Em reunião virtual na tarde desta segunda-feira (15), o governador Renato Casagrande e os chefes de Poderes do Estado chegaram a um consenso de que é necessário restringir as atividades no Estado para evitar um colapso do sistema de saúde. A proposta que teve o consenso do governo do Estado, Assembleia, Ministério Público, Tribunal de Contas, Tribunal de Justiça e Defensoria é um lockdown por 14 dias, a partir da próxima quarta-feira (17).

A reunião durou 1h40, mas o governo ainda não bateu o martelo. Isso porque Casagrande quer ouvir os representantes dos setores produtivos, numa reunião que acontece neste momento com Findes, Fecomércio e outros representantes do setor para debater a proposta do governo e dos chefes de poderes. A assessoria do governador convocou uma coletiva de imprensa para amanhã, às 15h, para explicar as medidas.
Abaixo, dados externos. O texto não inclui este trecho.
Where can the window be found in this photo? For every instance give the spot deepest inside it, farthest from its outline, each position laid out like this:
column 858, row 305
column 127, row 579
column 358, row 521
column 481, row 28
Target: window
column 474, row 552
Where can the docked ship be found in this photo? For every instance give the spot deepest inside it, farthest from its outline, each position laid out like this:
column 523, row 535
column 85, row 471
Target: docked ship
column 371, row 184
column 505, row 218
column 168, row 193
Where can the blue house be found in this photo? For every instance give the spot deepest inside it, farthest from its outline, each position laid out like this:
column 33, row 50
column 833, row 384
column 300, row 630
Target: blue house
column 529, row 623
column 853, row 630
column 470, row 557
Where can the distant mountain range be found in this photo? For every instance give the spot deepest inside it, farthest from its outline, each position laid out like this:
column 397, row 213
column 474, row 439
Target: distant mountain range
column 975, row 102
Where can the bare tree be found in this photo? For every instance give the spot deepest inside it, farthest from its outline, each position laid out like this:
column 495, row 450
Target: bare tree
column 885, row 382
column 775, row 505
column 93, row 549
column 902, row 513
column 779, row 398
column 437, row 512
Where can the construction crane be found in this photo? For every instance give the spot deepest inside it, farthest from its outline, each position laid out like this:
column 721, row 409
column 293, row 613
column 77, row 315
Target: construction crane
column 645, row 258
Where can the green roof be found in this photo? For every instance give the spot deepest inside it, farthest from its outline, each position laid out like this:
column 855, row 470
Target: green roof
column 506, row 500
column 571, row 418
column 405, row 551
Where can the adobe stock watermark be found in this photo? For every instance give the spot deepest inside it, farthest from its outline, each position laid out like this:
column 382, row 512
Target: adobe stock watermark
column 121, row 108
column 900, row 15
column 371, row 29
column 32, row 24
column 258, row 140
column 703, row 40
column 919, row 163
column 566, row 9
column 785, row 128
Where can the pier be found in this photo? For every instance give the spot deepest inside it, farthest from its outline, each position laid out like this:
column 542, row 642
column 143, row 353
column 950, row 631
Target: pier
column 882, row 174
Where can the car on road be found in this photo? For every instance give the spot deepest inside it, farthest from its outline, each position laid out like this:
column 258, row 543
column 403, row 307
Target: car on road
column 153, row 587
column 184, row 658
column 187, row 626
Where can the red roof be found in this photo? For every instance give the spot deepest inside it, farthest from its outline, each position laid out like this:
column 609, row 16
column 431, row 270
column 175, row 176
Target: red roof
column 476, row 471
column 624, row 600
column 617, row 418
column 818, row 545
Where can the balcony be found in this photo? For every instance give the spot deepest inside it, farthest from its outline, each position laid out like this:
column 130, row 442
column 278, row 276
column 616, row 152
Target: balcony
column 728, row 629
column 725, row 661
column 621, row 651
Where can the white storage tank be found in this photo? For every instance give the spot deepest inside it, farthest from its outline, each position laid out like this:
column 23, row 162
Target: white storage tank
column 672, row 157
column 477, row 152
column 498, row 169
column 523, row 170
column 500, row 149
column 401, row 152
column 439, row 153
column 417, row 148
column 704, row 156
Para os chefes de poderes, o governador teria explicado que a taxa de ocupação dos hospitais está variando entre 89% e 91,5% e que todos os 40 leitos abertos hoje – 18 no Dório Silva, na Serra, e 22 no Hospital de São José do Calçado – foram todos já ocupados, e em pouco tempo.

Segundo um dos chefes de Poderes que participou da reunião, na tarde de hoje foram registrados 90 pedidos de leitos de UTI, no sistema de regulação do SUS no Estado, e muitos (cerca de 40) seriam por parte de hospitais da rede privada.

Segundo a proposta, a restrição das atividades seria no mesmo molde que ocorreu no ano passado, com o funcionamento apenas de serviços essenciais – mercado, padaria, farmácia, posto de gasolina –, mas o diferencial é que seria pelo tempo máximo de 14 dias.

Na reunião, alguns chefes de poderes chegaram a sugerir medidas ainda mais duras e restritivas, como o fechamento das praias, multa e até prisão para quem não usar máscara em espaços públicos. Mas não houve consenso nessas medidas. Pela proposta, todo o Estado estaria em risco extremo a partir de quarta-feira.